Он вздохнул. С укором и облегчением.
– Ты остра на язычок, Нэнси.
Он отвез ее в гостиницу. В тряском, дребезжащем пикапе переключение передач сопровождалось диким скрежетом.
Гостиница, где она жила, не отличалась ни дороговизной, ни роскошью. У дверей не стоял швейцар, пирамиды из хищного вида цветов тоже не было видно, и тем не менее Олли сказал:
– Думаю, сюда отродясь не подъезжала такая колымага.
Нэнси посмеялась, но вынуждена была согласиться.
– Тебе ведь нужно собираться на паром?
– Паром ушел без меня. Давным-давно.
– Где ты собираешься ночевать?
– У знакомых в Хорсшу-Бей. Или прямо тут, в машине, чтобы их не будить. Я здесь не раз ночевал.
В ее номере стояло две кровати. Односпальные. Она рисковала навлечь на себя осуждающие взгляды, но вполне могла это пережить.

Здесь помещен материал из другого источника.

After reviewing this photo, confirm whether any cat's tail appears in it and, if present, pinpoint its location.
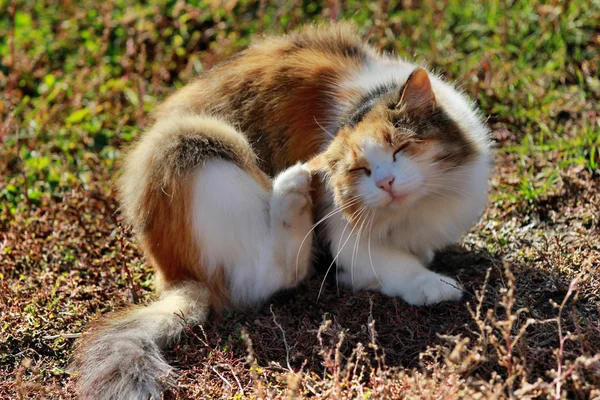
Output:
[73,281,210,400]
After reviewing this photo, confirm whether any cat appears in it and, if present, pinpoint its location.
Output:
[75,24,491,399]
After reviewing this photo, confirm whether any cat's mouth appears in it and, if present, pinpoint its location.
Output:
[386,192,410,206]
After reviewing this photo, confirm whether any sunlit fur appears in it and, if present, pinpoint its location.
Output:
[75,25,490,400]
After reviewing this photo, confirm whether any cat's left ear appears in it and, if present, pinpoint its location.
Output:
[396,67,436,111]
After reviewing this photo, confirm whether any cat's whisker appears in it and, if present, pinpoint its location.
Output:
[317,206,367,301]
[424,183,471,196]
[367,209,383,286]
[350,206,370,290]
[427,189,455,199]
[296,196,360,282]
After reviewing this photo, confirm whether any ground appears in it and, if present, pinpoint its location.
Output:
[0,0,600,399]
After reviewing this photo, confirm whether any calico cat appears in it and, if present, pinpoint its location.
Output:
[76,25,491,399]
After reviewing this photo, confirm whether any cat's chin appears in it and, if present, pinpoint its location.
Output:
[377,193,419,211]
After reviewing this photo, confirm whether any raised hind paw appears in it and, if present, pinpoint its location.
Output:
[402,271,462,306]
[271,164,312,229]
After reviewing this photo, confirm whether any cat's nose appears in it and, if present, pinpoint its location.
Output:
[375,175,396,192]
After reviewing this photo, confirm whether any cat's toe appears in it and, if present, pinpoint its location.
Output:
[402,273,462,306]
[273,164,311,195]
[271,164,312,228]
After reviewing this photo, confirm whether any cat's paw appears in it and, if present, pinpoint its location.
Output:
[271,164,312,228]
[402,271,462,306]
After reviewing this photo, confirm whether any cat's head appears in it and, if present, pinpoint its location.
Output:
[311,67,487,225]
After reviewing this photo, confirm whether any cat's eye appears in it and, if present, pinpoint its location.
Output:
[348,167,371,176]
[393,142,410,161]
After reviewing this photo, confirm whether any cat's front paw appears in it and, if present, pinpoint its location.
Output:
[271,164,312,228]
[402,271,462,306]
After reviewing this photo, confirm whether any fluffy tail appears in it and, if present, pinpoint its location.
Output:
[74,281,210,400]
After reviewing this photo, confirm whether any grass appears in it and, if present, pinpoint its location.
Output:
[0,0,600,399]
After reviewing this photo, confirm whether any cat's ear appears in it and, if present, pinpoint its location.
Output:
[396,67,436,111]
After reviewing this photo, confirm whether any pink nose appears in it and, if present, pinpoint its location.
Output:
[375,176,396,192]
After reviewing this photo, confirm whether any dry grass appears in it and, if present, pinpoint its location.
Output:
[0,0,600,399]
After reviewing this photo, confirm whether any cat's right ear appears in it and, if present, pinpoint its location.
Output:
[396,67,436,111]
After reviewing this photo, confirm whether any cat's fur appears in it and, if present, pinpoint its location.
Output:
[76,26,490,399]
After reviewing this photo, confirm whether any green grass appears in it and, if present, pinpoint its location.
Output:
[0,0,600,398]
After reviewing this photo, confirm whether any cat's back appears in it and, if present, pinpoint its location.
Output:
[156,24,370,119]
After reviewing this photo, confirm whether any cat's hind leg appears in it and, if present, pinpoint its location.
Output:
[193,160,312,304]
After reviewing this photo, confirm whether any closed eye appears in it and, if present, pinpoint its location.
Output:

Поскольку истина выходила за пределы любых подозрений.
Она собралась с духом.
– Нет, Нэнси.
Все это время она ждала от него хотя бы одного слова правды. И сегодня, и, быть может, бо́льшую часть своей жизни. Она ждала – и наконец услышала.
Нет.
Это слово вполне могло прозвучать как отказ от ее приглашения. Высокомерный, невыносимый. Но в действительности оно прозвучало отчетливо и нежно; в тот миг она даже подумала, что никогда в жизни не находила такого понимания. Нет.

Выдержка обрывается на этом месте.